Not only are The Cribs Wakefield's finest export since rhubarb, they're also purveyors of a fine brand of sixties garage pop that, quite frankly, mops the floor with most other leading products. Any minute now, in fact, I'm expecting a jet-load of Detroit scenesters to relocate themselves and their hipster lifestyles to West Yorkshire. It's a genuine concern.
With a work ethic on a par with Kolo Toure, the fancied band have spent the last few months touring every indie toilet up and down the land. Tonight though - with a gig celebrating the release of their choon-crammed debut LP - they play to a partisan crowd all charged up for their homeys' coronation.
Sporting ill-advised paedophile-tint wraparounds, Ryan (guitar/vocals) and his brother Gary (bass/vocals) are itching to get the party started, but third sibling Ross, the most debonair of drummers, is content to keep us all waiting before strolling on stage with affected nonchalance. Crowning the moment, he then proceeds to douse us all with Morrisons own-brand mineral water. Christ, this is a guy who loves a bit of the limelight. You can't keep the cheeky bugger behind his tubs for love nor money; he swans around the stage like a spoilt kid in Hamleys. All credit to him, he makes Nick Jago seem about as exciting as Charlie Watts.

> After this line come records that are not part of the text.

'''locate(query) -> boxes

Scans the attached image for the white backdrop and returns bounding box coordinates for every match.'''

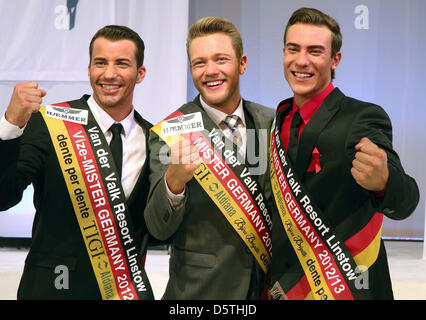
[0,0,189,237]
[1,0,425,243]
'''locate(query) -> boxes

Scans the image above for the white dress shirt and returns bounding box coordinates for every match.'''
[0,114,26,139]
[87,96,146,199]
[0,96,146,199]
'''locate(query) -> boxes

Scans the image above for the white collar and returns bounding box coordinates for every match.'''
[87,96,135,137]
[199,96,246,128]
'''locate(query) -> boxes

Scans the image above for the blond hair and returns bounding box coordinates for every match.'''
[186,16,243,60]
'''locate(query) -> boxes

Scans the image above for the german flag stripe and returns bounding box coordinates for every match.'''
[286,275,310,300]
[352,225,383,269]
[344,212,383,257]
[287,213,383,298]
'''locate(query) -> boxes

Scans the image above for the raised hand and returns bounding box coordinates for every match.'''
[351,137,389,193]
[5,82,47,128]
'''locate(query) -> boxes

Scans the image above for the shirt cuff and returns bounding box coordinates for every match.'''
[164,175,186,209]
[0,114,25,140]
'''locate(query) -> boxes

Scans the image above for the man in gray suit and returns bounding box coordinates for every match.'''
[144,17,275,299]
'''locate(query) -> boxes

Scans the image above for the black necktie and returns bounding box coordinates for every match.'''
[109,123,123,179]
[287,110,302,164]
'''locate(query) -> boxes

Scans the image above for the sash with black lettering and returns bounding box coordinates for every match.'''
[40,100,153,300]
[151,102,272,274]
[269,105,382,300]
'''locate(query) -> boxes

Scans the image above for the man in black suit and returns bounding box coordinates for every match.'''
[269,8,419,300]
[0,25,154,299]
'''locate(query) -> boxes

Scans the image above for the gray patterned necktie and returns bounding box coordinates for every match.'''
[222,115,241,147]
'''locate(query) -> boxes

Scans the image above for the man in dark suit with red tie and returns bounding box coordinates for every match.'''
[270,8,419,300]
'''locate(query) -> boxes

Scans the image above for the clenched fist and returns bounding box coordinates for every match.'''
[351,137,389,193]
[5,82,47,128]
[165,139,202,194]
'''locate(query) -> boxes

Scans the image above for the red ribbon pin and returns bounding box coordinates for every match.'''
[307,147,321,174]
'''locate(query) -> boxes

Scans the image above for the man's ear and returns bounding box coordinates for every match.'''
[136,65,147,84]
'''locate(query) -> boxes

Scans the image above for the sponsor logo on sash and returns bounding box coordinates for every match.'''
[161,112,204,137]
[45,105,88,125]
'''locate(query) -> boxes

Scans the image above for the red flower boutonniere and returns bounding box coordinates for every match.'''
[307,147,321,174]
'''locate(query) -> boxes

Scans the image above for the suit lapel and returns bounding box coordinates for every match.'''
[295,88,345,179]
[191,95,204,111]
[275,98,293,128]
[242,100,272,187]
[243,100,265,132]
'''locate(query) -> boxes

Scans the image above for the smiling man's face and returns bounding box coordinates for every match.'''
[189,32,247,114]
[88,37,145,112]
[283,23,341,107]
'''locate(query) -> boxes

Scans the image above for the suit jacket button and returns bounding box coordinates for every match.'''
[162,213,169,222]
[383,208,395,215]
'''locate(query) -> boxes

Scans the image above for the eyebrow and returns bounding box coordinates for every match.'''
[93,57,132,63]
[286,43,326,51]
[191,53,232,61]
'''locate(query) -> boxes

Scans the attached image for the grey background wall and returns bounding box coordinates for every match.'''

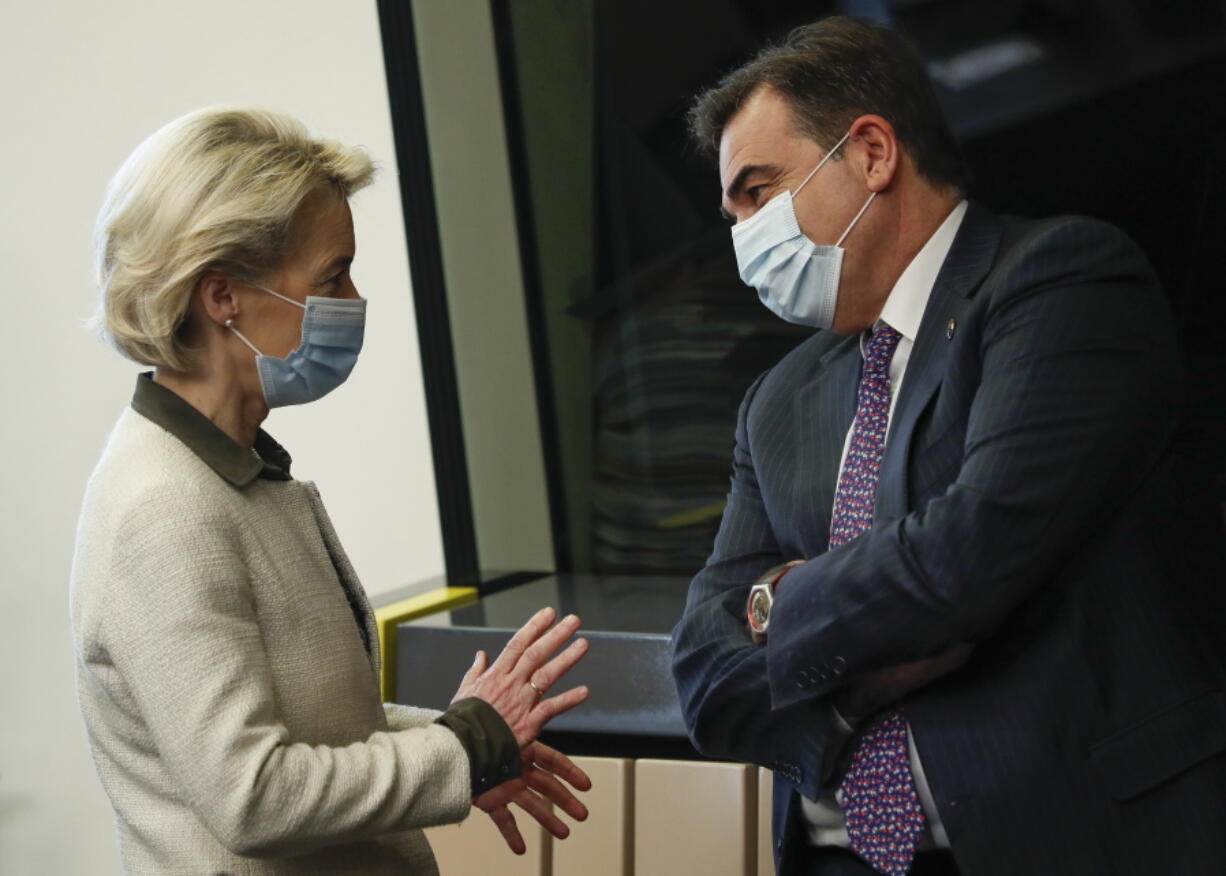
[0,2,448,871]
[411,0,555,575]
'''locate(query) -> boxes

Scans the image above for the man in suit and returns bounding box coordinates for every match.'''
[670,16,1226,876]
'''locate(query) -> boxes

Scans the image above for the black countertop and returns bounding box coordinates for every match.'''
[396,574,701,757]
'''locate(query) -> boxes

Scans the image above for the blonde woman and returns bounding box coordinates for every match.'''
[71,107,591,874]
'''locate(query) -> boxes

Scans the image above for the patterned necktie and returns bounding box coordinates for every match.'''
[829,324,926,876]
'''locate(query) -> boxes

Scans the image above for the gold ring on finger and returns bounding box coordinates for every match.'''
[528,679,544,698]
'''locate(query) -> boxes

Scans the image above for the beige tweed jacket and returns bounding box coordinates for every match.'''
[71,407,472,874]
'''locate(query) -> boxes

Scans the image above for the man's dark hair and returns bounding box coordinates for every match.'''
[688,16,969,192]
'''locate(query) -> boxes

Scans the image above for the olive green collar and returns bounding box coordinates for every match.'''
[131,372,292,487]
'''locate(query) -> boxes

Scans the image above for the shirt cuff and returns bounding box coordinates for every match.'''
[434,698,522,797]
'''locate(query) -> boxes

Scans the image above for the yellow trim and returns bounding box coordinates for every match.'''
[375,586,478,702]
[657,500,727,529]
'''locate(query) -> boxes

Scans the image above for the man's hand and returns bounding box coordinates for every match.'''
[474,742,592,855]
[835,643,975,720]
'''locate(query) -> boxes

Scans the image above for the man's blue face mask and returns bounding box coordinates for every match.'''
[226,285,366,408]
[730,130,876,330]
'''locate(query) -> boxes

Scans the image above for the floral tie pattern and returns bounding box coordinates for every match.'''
[829,324,901,549]
[828,324,926,876]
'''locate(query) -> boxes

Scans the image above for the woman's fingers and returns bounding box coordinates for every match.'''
[491,607,557,675]
[517,613,582,681]
[484,803,526,855]
[510,786,571,840]
[450,651,490,705]
[459,650,487,687]
[524,766,589,822]
[527,637,589,693]
[528,742,593,792]
[532,684,590,725]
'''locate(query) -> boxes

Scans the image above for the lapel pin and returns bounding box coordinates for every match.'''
[946,318,957,340]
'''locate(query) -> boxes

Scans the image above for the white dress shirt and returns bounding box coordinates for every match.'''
[799,199,969,850]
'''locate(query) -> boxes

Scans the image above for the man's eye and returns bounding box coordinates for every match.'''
[747,186,765,203]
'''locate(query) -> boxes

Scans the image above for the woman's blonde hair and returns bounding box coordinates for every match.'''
[93,106,376,371]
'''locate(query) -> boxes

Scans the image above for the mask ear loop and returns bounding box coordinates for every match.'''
[793,130,852,197]
[225,317,263,356]
[836,191,877,247]
[225,282,309,355]
[253,285,307,310]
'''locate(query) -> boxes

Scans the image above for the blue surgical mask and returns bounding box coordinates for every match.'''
[730,130,876,330]
[226,285,366,408]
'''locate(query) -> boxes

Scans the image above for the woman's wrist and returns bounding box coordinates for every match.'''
[434,697,522,797]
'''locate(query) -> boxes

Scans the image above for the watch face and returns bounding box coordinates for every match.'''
[749,588,771,632]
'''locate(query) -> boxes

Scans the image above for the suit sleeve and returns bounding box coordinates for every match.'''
[104,499,474,859]
[671,372,855,800]
[383,702,443,731]
[766,218,1186,709]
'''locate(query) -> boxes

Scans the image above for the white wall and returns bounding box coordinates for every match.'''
[0,2,444,871]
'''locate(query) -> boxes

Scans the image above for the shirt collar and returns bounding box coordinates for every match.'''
[130,372,292,487]
[872,199,968,342]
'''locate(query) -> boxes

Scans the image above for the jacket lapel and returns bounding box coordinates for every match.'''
[302,481,381,673]
[875,202,1003,521]
[795,335,861,553]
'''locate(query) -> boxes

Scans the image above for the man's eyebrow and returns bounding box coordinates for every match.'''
[723,163,779,204]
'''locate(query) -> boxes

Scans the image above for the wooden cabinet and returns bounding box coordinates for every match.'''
[757,768,775,876]
[424,806,549,876]
[552,756,633,876]
[634,759,758,876]
[424,758,774,875]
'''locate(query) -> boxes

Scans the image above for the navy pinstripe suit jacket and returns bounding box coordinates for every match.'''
[671,202,1226,875]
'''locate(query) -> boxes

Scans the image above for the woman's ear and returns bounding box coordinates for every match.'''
[197,272,239,325]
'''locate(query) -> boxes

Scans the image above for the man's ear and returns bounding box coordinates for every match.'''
[848,114,899,193]
[197,272,239,326]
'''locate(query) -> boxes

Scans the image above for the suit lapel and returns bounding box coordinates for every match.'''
[795,335,861,552]
[875,202,1004,521]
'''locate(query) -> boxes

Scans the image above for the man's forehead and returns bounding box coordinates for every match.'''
[718,88,808,186]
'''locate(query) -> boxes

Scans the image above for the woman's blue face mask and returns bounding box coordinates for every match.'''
[226,285,366,408]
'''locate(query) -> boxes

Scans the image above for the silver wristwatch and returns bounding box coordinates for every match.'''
[746,560,804,637]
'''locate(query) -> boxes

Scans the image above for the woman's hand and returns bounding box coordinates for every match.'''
[474,742,592,854]
[451,607,590,749]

Once they're actually up and running, and after feeling their feet with mildly autistic opener 'The Watch Trick', they go straight in for the kill. With blistering tenacity, they storm through their catchiest numbers in what seems like thirty seconds flat. The unashamedly brash 'You Were Always The One' and quality shout-a-long 'What About Me' seem (gasp!) even more vital than they do on disc.
And while the LP sounds like it was recorded in a coal bunker, tonight's raucous set replicates perfectly this rudimentary din. They're The Strokes without that nihilistic streak and their winning formula of 'Beatles For Sale' shtick complete with Ramones style axe-chugging bounces off the venue's decaying walls with some vigour.
Ryan and Gary seem to swap vocal duties on a whim and this only adds to the air of spontaneity. There's a directness here, too; a smorgasbord of uncomplicated melody. For anyone who's recently suffered an overdose of the constipatingly opaque Radiohead, here's the antidote. (Though it's a flash of the Oxford quintet we hear when the 'Creep' riff attaches itself to the intro of the crowd-thrilling 'Baby Don't Sweat'.)
It's dumb and it's fun and it's refreshingly irony free. And this is at the core of The Cribs' appeal: it's the apparent naiveté of the guys that is so charming, disarming. There's no overbearing self-awareness. They might have some ace music taste but they don't go out of their way to let you know that they know that you know it.
Then there's a technical hitch - which may or may not have something to do with the band allowing a gyrating masked lunatic onto the stage - and this leads Ryan to save the day with an impromptu and rather scary performance of Carole King's 'Will You Love Me Tomorrow'. It's a classy move and doesn't go unappreciated by a heaving throng which is now populated by one or ten admirably persistent crowd-surfers - their Converse sneakers staring up at the ceiling as their skulls crash into the Stella sodden carpet.
'Things You Should Be Knowing' (Jonathan Richman does 'Rusholme Ruffians') and 'Another Number' (with its overly deliberate riff recalling Malkmus in his pomp) turn out to be the set highlights. And by the end, Ryan opts to scale the PA tower for some high altitude fret-wankery; all the while every man and dog has graced the stage for a mass croon that turns out to be only marginally more listenable than No Doubt's Talk Talk massacre.
So the climax is an utter shambles - a riot. And no-one is entirely sure how to end it so it just sort of fizzles out. It's a premature ejaculation of sorts. The Cribs, it seems, are in it for the sprint rather than the marathon. Still, the day they get all mature and learn to pace themselves will be a sorry one. For them and us both.